Training workflow - Githubissues

eacharya commented 7 years ago

Objective

The end goal is to understand and debug the end-to-and training of a brand new model. Since this touches a core part of our business, it involves a variety of modules that need to be orchestrated:

Kheer: The pointer store for models (including tree relationship pointers) and human workflow - a part of Rasbari
Chia: The model creation engine that interfaces with caffe
Nimki: The link between kheer and chia

Training procedure

Models are found in 3 flavors:

Major: This encompasses a new domain (e.g., basketball logo)
Minor: This defines changes to the number of classes
Mini: This defines fine-tuning of the same number of classes

Models are defined in a tree structure with major as the root, minor as the branches and mini as the leaves. To reduce branching in the tree, a mini series must be completed prior to starting a minor model. The tree structure thus provides a linear ancestry. For each minor model, the number of detectables changes - for caffe to be happy with this change in model definition, there is a special flag which gets sent to Chia.

Model training consists of running a set of examples through a model architecture - fine-tuning the existing weights.
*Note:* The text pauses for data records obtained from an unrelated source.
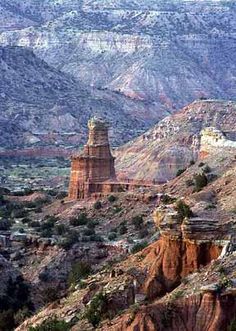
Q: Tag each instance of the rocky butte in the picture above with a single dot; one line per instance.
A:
(93, 171)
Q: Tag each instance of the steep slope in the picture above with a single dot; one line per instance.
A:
(41, 106)
(166, 53)
(183, 281)
(174, 142)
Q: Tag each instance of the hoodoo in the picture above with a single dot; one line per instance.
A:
(94, 167)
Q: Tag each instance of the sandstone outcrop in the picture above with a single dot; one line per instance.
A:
(203, 303)
(214, 140)
(174, 143)
(95, 165)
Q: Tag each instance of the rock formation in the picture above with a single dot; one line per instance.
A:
(213, 140)
(95, 165)
(175, 142)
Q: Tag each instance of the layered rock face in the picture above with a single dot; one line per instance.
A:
(175, 141)
(95, 165)
(185, 245)
(129, 48)
(213, 140)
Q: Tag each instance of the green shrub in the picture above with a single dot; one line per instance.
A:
(22, 315)
(166, 199)
(79, 270)
(80, 220)
(189, 182)
(92, 224)
(112, 236)
(96, 237)
(232, 325)
(201, 164)
(143, 233)
(89, 232)
(35, 224)
(70, 239)
(97, 205)
(200, 181)
(111, 198)
(123, 229)
(180, 172)
(137, 221)
(206, 169)
(52, 324)
(117, 209)
(183, 209)
(138, 247)
(96, 310)
(46, 233)
(5, 225)
(26, 220)
(7, 320)
(61, 229)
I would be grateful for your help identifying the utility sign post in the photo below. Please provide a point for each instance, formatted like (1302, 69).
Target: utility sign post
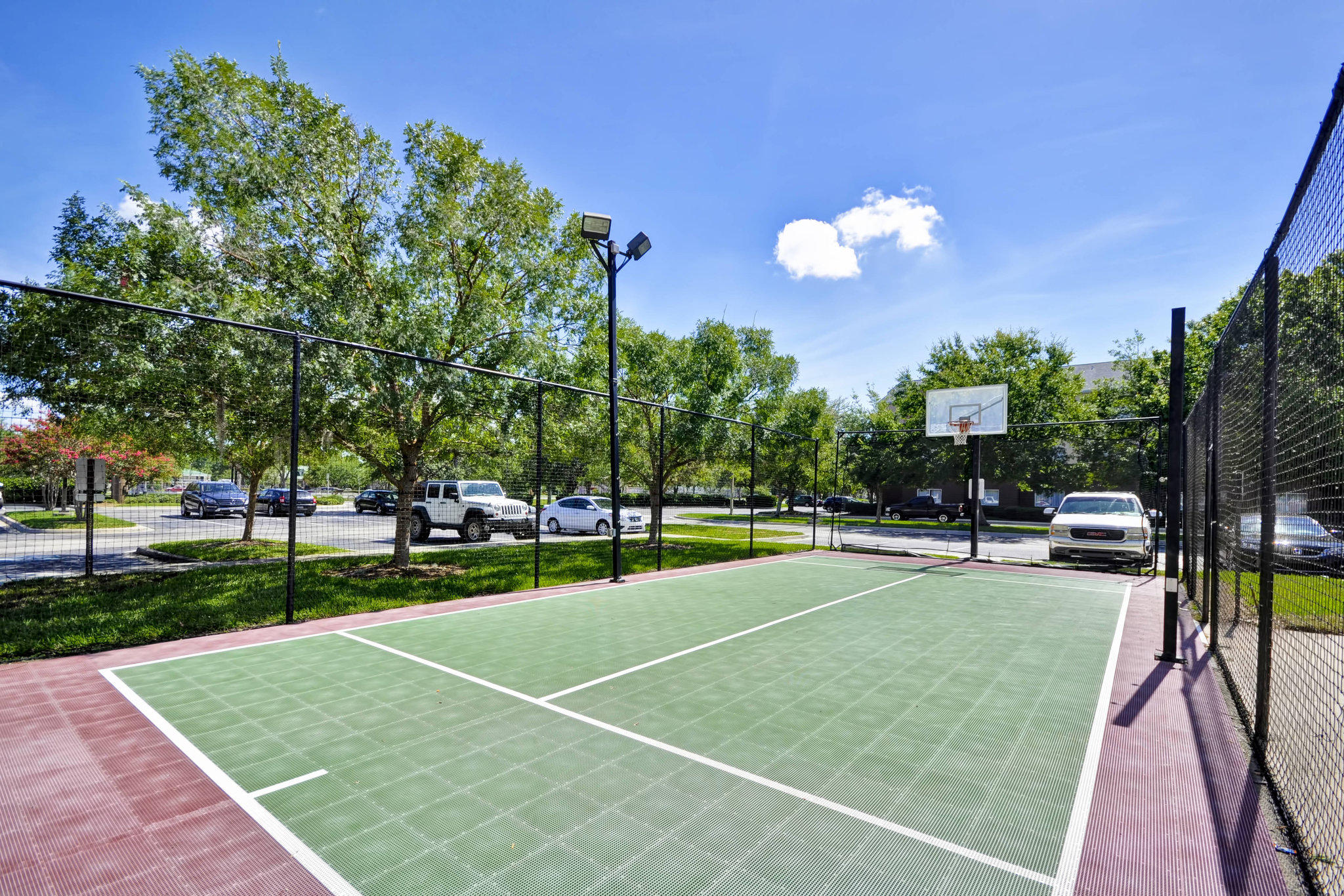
(91, 485)
(91, 469)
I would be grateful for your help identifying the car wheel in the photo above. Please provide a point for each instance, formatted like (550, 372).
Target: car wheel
(476, 531)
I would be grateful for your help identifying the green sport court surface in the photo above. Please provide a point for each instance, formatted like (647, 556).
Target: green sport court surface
(804, 725)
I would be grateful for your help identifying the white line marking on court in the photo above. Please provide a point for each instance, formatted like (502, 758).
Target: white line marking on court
(434, 615)
(288, 783)
(713, 764)
(964, 575)
(1066, 875)
(727, 637)
(272, 825)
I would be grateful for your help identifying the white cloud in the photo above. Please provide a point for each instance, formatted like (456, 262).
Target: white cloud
(129, 209)
(809, 247)
(881, 216)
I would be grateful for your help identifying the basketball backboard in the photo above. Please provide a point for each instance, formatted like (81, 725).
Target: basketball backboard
(969, 410)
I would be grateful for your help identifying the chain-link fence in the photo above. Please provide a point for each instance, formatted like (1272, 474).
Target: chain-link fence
(1265, 507)
(902, 492)
(256, 476)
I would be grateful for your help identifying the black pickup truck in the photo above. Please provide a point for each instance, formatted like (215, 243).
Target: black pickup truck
(925, 508)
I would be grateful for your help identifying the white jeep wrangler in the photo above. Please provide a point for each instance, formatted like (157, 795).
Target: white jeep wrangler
(474, 508)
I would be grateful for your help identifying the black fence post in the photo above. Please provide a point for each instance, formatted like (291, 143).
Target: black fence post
(1211, 417)
(663, 422)
(1185, 512)
(293, 481)
(751, 501)
(1175, 413)
(816, 499)
(89, 469)
(975, 497)
(537, 524)
(1269, 507)
(835, 491)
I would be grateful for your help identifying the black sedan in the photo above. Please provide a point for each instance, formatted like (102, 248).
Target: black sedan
(377, 501)
(213, 499)
(277, 502)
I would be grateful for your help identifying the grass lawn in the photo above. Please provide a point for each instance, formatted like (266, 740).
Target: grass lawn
(1019, 528)
(724, 533)
(234, 550)
(154, 499)
(1304, 602)
(57, 617)
(58, 520)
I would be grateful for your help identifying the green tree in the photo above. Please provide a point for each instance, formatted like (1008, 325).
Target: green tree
(719, 371)
(786, 464)
(446, 256)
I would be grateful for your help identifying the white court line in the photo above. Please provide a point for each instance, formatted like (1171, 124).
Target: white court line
(272, 825)
(434, 615)
(288, 783)
(1066, 875)
(965, 575)
(727, 637)
(713, 764)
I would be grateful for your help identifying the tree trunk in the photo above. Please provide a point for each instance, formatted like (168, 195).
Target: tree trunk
(656, 508)
(253, 484)
(405, 497)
By the process of repeated fine-tuning across a set of mini models, we refine our model to high accuracy.

The examples for fune-tuning is generated by a human through a mining workflow. For each training phase, they are collected and fed to Chia through an iteration workflow. As part of this workflow, database entries are saved to a file, transferred to the storage server and a GPU training is kicked off. Once the training completes, the model is saved in the storage server and the workflow is complete. As noted above, the part that glues Chia and Kheer is Nimki.

Nimki is a Rabbit abstraction that is written in ruby (for now) and which uses the messaging engine found in Rasbari. As an exercise in understanding Nimki, it is recommended to start up various servers in Nimki and use the rails console to send messages to these servers.

Recommended Tasks:

Install rabbit in dev machine and run Nimki servers and Keer clients (from rails console)
Follow the Kheer workflow of iteration creation up to Nimki ping state
Boot GPU machine and re-do workflow to do full training

Please add/remove as you work your way through the iteration.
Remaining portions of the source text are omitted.